Yo estoy en contra del maltrato a los animales “porque sí”, pero más lo estoy del de las personas. Y hay cosas con las que la gente se indigna que a mí me parecen igual. ¿Nosécuántos mil euros de multa por abandonar a un perro? ¿Se nos ha ido la cabeza? Está claro que el problema lo tengo yo, porque voy contracorriente. Ya lo decían Samuel, Chorrica y otros personajes embrionarios de La Hora Chanante: “No pegues a los animales, no pegues a los perricos. No pegues a los animales, ellos son tus amigos”. Riquísimo.

Por razones que ahora no vienen al caso me veo obligado a ver por las mañanas episodios antiguos de David el Gnomo (pero no de los de nuestra época, sino de esa especie de remake absurdo y colorista que se realizó hace poco). Menos mal que los puedo ver en inglés –al menos saco algo- porque si no me suicidaría. Estos episodios, formulaicos hasta decir basta, constituyen un inexorable panfleto ecologista en el que cada día se nos alerta sobre las bondades de alguna especie en peligro. Hoy eran los bichos del Parque de Yellowstone, ayer los tigres de Bengala y lo mismo otro día le toca el turno al somormujo calvo o al pez leche.

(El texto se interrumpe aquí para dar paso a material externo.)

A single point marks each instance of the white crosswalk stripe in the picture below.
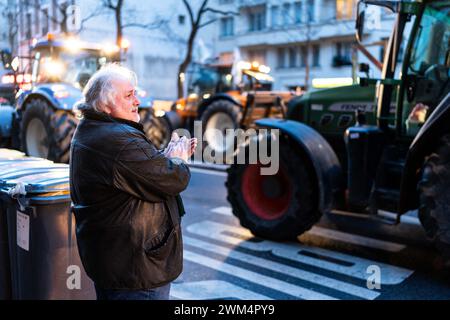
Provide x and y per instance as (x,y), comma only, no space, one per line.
(283,269)
(356,239)
(254,277)
(212,289)
(341,265)
(339,235)
(351,266)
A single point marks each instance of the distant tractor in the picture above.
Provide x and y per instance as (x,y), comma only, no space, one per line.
(44,119)
(395,158)
(223,96)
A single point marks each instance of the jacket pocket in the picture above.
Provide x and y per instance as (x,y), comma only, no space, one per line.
(158,244)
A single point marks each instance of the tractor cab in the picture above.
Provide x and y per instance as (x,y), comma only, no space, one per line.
(68,61)
(209,79)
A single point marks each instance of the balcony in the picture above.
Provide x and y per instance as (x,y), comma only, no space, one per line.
(340,61)
(251,3)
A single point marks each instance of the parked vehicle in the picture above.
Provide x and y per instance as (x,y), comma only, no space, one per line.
(395,158)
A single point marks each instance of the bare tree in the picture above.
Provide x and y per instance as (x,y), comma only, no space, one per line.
(9,13)
(118,8)
(197,23)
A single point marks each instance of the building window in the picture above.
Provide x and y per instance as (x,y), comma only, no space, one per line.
(37,27)
(286,14)
(281,58)
(343,55)
(316,55)
(275,16)
(292,58)
(298,12)
(45,21)
(28,26)
(344,9)
(257,55)
(226,26)
(257,19)
(310,11)
(303,56)
(54,15)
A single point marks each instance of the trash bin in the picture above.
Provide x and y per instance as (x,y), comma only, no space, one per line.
(10,154)
(44,257)
(11,161)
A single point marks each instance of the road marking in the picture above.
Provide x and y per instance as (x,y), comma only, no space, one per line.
(212,289)
(356,239)
(409,217)
(223,210)
(284,269)
(339,235)
(353,267)
(256,278)
(210,172)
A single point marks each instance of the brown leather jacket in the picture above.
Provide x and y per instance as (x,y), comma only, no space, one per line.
(125,196)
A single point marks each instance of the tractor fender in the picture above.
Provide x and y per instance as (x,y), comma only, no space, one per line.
(59,96)
(220,96)
(327,169)
(425,142)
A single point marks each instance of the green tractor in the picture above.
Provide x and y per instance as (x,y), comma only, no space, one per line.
(395,158)
(43,117)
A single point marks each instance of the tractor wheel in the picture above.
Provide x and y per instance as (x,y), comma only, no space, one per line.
(157,129)
(434,191)
(46,133)
(216,119)
(278,207)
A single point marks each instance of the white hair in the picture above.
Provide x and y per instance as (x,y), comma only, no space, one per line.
(100,91)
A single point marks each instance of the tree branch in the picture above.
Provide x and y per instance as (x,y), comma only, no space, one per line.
(206,23)
(189,9)
(148,26)
(225,13)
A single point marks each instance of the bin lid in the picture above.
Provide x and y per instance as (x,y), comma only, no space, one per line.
(10,154)
(23,163)
(16,171)
(43,182)
(14,174)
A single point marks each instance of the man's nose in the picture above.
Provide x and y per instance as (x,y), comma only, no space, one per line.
(136,101)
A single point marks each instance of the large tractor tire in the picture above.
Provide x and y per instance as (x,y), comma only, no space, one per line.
(47,133)
(157,129)
(217,118)
(434,191)
(277,207)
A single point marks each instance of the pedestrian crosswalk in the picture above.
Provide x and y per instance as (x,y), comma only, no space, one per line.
(294,269)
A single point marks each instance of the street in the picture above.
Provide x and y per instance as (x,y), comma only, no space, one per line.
(334,260)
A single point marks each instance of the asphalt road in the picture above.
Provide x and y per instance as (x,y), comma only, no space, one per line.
(342,257)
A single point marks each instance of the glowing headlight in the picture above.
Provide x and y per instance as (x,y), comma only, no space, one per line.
(53,67)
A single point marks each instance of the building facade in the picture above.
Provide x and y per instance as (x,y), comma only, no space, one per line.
(306,43)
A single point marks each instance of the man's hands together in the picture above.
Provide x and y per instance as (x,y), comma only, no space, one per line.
(182,148)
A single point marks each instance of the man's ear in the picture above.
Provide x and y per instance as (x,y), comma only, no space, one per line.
(107,109)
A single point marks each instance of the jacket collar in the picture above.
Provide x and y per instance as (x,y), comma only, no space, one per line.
(100,116)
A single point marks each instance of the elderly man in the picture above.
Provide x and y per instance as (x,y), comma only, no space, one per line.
(125,193)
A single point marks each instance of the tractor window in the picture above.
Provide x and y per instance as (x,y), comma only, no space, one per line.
(68,68)
(432,42)
(428,76)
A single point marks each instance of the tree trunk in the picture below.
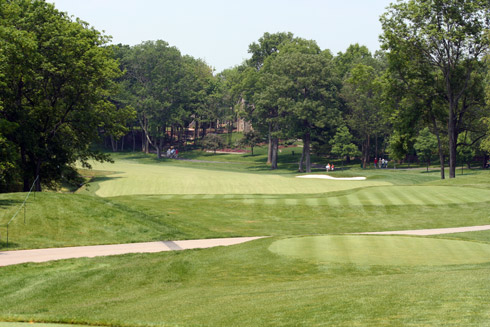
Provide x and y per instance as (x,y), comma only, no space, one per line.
(439,147)
(24,169)
(306,145)
(300,168)
(269,149)
(37,174)
(453,139)
(275,145)
(134,139)
(113,144)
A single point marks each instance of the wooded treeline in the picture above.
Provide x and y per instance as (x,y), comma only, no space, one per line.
(63,88)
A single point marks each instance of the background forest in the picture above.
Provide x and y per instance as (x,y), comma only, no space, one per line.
(65,91)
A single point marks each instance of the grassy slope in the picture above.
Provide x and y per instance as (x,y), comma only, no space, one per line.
(244,285)
(247,285)
(416,200)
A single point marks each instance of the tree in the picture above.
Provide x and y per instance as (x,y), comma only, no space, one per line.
(212,142)
(251,139)
(342,145)
(267,46)
(362,91)
(298,93)
(154,72)
(426,146)
(450,37)
(58,76)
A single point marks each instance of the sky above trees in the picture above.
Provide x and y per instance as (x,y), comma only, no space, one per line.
(219,31)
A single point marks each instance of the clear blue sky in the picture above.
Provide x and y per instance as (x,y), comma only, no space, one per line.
(219,31)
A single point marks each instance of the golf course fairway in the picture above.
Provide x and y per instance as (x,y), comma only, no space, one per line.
(133,178)
(382,250)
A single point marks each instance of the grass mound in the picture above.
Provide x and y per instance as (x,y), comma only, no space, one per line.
(383,250)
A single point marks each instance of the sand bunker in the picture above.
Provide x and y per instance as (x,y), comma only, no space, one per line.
(336,178)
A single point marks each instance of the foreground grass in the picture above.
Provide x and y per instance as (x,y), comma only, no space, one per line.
(247,284)
(244,285)
(55,220)
(388,200)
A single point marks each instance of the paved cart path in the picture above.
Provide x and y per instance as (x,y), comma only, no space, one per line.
(436,231)
(42,255)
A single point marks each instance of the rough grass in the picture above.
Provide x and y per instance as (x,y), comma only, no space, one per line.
(134,178)
(247,284)
(383,250)
(244,285)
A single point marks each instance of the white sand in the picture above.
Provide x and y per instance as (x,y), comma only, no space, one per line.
(336,178)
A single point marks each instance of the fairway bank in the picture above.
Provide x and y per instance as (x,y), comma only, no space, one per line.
(134,178)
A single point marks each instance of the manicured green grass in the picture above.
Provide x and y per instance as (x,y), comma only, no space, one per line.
(416,281)
(133,178)
(405,200)
(244,285)
(37,324)
(383,250)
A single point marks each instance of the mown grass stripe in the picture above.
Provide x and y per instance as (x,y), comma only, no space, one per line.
(383,194)
(470,195)
(312,202)
(291,202)
(363,198)
(248,201)
(444,196)
(417,195)
(354,199)
(423,197)
(333,201)
(373,197)
(401,197)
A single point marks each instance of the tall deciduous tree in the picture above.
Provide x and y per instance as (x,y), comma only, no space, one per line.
(267,46)
(342,145)
(58,76)
(426,146)
(299,85)
(361,92)
(450,37)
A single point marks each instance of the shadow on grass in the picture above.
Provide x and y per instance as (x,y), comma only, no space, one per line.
(3,244)
(9,203)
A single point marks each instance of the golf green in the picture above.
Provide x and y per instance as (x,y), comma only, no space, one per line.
(383,250)
(133,178)
(34,324)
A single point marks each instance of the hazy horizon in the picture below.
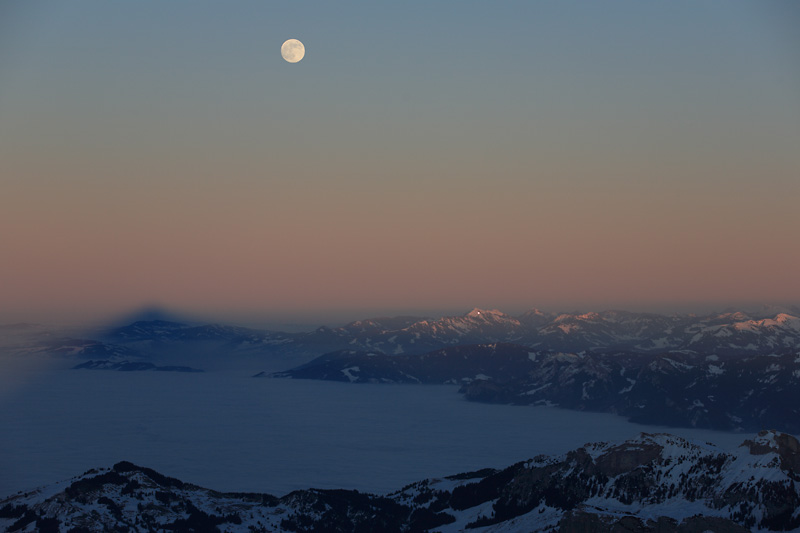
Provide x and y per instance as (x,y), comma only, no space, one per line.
(419,159)
(311,319)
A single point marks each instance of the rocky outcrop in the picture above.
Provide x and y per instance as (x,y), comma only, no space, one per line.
(642,485)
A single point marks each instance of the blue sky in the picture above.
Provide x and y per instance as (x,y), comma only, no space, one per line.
(415,150)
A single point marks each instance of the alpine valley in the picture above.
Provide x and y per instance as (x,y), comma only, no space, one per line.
(735,371)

Todos los episodios son iguales. El sapientísimo David (no hay más que ver cómo viste, de John Galliano para Dior) se entera de que tal o cual especie se halla amenazada en tal o cual rincón del mundo y allá que con su silbato en forma de amanita faloide llama a sus colegas los gansos voladores low cost y se planta donde sea en un pis-pás. Una vez in situ, David y su estomagante cuadrilla de gnomos desfacen el entuerto de turno (no sin antes sermonear al espectador) y logran su objetivo de salvar a los animales y de hacer reflexionar al ser humano malvado y culpable de sus males, en lo que constituye una anagnórisis más falsa que un euro de queso Cheddar.

Y así todos los días, me veo rodeado de movidas eco-zoológicas por todas partes. Hasta los de Iberdrola, que se han hecho millonarios comerciando con energía ahora resulta que son los más benefactores del medioambiente. “Lo hemos hecho bien”, es el lema de los colegas. Enriqueceros, desde luego, hijos de puta: eso lo habéis clavado. Y podría seguir dando ejemplos: esta misma mañana he propiciado sin querer en el trabajo un debate sobre el vegetarianismo, y no ha faltado quien diga que no hay que hacer daño a los animales comiendo su carne, etc, etc. Tampoco ha faltado quien ha dicho directamente que los vegetarianos son idiotas (no he sido yo), y eso tampoco me parece plan.

La última ha sido a cuenta de unas entradas gratuitas para los toros que al final no voy a poder conseguir, y se ha desatado de nuevo a mi alrededor el sempiterno debate “toros sí-toros no”, en torno a la conservación como especie del toro de lidia, el sufrimiento del animal (que sufre, y mucho), el arte del toreo, las tradiciones… A mí que me dejen comerme tranquilo mi filete y ver mi corridota de toros (siempre que sea de balde) y que se vayan a salvar al lince ibérico los de Iberdrola. En realidad los animales me encantan… ¿dónde estaría -por poner un ejemplo- la factoría Disney sin ellos?